C’est mon identité, un titre de noblesse,

C’est là que j’ai reçu mes vertus, mes richesses.

Ma famille est connue dans ce pays natal,

Mes ancêtres avaient droit au verre de cristal.

Celui qui m’a créé, habile et laborieux,

A conservé pour moi les ceps de ses aïeux.

Au rythme des saisons, ma mère nourricière

A distillé pour moi mille fleurs, mille pierres,

Et s’est gavé d’air pur aux senteurs de la terre

Dont ses moindres implants fouillaient les millénaires.

Des rayons du soleil elle a pris les meilleurs

Ceux qui sont de chez nous et ne sont pas ailleurs.

L’automne m’a paré d’un merveilleux décor

Où le vert se confond avec le feu et l’or.

Le vendangeur chantant, respectant ma nature,

A rempli son panier de mes grappes bien mûres.
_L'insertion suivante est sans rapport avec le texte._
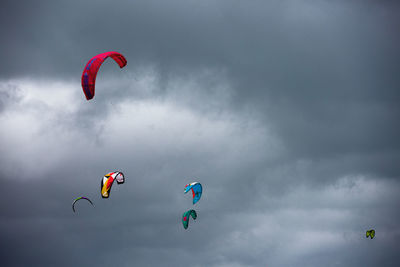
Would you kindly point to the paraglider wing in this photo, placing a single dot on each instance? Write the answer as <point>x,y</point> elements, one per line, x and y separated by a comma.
<point>370,233</point>
<point>185,217</point>
<point>79,198</point>
<point>92,67</point>
<point>108,181</point>
<point>197,190</point>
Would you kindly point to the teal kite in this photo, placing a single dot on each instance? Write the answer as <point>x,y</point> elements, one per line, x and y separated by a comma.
<point>196,188</point>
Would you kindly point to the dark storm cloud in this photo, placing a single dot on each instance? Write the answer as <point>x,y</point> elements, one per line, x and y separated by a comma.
<point>287,112</point>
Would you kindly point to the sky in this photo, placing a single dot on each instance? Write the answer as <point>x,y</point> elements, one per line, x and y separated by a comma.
<point>287,112</point>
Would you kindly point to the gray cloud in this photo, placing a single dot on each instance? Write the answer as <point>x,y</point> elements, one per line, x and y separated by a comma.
<point>286,112</point>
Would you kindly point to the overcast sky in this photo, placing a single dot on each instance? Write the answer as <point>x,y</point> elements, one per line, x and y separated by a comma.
<point>287,112</point>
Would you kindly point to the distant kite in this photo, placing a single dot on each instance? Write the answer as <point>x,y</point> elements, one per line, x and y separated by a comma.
<point>196,188</point>
<point>108,181</point>
<point>370,233</point>
<point>92,67</point>
<point>186,216</point>
<point>79,198</point>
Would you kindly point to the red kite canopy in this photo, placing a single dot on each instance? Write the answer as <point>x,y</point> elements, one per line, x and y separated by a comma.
<point>92,67</point>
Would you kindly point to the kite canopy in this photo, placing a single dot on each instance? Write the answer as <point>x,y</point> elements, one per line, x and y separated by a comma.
<point>370,233</point>
<point>108,181</point>
<point>79,198</point>
<point>92,67</point>
<point>196,188</point>
<point>186,216</point>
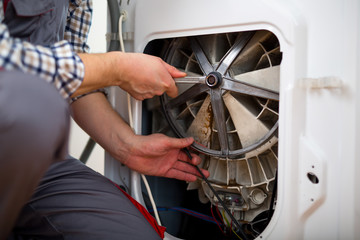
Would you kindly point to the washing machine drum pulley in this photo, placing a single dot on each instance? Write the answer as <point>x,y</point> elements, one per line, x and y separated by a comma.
<point>233,110</point>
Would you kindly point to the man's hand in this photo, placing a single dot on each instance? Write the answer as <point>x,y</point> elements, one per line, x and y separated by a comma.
<point>141,75</point>
<point>155,154</point>
<point>159,155</point>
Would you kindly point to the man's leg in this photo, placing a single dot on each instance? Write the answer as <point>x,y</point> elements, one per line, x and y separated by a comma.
<point>75,202</point>
<point>34,124</point>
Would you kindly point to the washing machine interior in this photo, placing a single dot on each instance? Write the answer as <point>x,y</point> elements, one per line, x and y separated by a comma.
<point>280,167</point>
<point>230,106</point>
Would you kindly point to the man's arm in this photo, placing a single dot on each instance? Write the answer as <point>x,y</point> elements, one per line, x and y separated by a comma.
<point>141,75</point>
<point>156,154</point>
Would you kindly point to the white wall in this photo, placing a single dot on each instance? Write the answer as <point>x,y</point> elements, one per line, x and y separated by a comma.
<point>97,43</point>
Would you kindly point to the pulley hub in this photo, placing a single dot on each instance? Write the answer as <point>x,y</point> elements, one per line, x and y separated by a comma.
<point>213,79</point>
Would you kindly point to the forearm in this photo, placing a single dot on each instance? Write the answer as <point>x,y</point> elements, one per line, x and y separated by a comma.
<point>94,114</point>
<point>142,76</point>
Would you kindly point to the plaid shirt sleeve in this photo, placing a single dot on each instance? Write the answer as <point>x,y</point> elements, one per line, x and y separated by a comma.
<point>78,24</point>
<point>58,63</point>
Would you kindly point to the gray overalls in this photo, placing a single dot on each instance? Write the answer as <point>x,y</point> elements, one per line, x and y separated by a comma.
<point>71,201</point>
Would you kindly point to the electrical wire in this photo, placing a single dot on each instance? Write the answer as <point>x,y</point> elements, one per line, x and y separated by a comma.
<point>238,225</point>
<point>189,212</point>
<point>131,123</point>
<point>229,225</point>
<point>212,213</point>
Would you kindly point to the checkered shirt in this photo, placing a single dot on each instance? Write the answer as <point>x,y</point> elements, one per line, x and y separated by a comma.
<point>59,63</point>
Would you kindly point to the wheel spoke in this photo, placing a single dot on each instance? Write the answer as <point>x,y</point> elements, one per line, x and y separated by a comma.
<point>234,51</point>
<point>219,118</point>
<point>189,94</point>
<point>249,89</point>
<point>202,59</point>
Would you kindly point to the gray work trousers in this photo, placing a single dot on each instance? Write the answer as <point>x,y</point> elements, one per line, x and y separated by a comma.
<point>71,201</point>
<point>34,127</point>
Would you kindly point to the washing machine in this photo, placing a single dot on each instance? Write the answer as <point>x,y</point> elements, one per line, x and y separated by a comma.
<point>272,100</point>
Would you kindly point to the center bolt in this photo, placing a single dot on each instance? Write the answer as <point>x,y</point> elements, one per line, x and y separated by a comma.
<point>214,79</point>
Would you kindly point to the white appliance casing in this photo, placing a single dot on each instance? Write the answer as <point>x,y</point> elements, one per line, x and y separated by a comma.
<point>319,100</point>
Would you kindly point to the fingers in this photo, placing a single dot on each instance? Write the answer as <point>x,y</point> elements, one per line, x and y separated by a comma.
<point>172,90</point>
<point>174,72</point>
Avec les égards dus aux nobles chevaliers

J’ai été convoyé de la vigne au cellier,

Et là par le pouvoir de mon propre levain,

De raisin que j’étais je suis devenu vin.

Mon père vigneron, avec ses mains d’artiste,

A modulé ses soins tel un vrai concertiste,

En ses gestes précis se lisait la passion

Comme rites sacrés pétris de traditions.

Il a su conserver dans ses saines pratiques,

Pour bien me reposer le foudre ou la barrique.

Alors, dans le secret, puisant dans mes racines,

J’ai pu marquer le sceau de ma noble origine;

Avide d’harmonie, affinant mes couleurs

Dans une symphonie de senteurs, de saveurs,

J’ai gravé en silence, en la sérénité,

Cent messages de joie, de bonheur, de gaîté,

Cent messages d’amour, mes simples vérités.

R.R.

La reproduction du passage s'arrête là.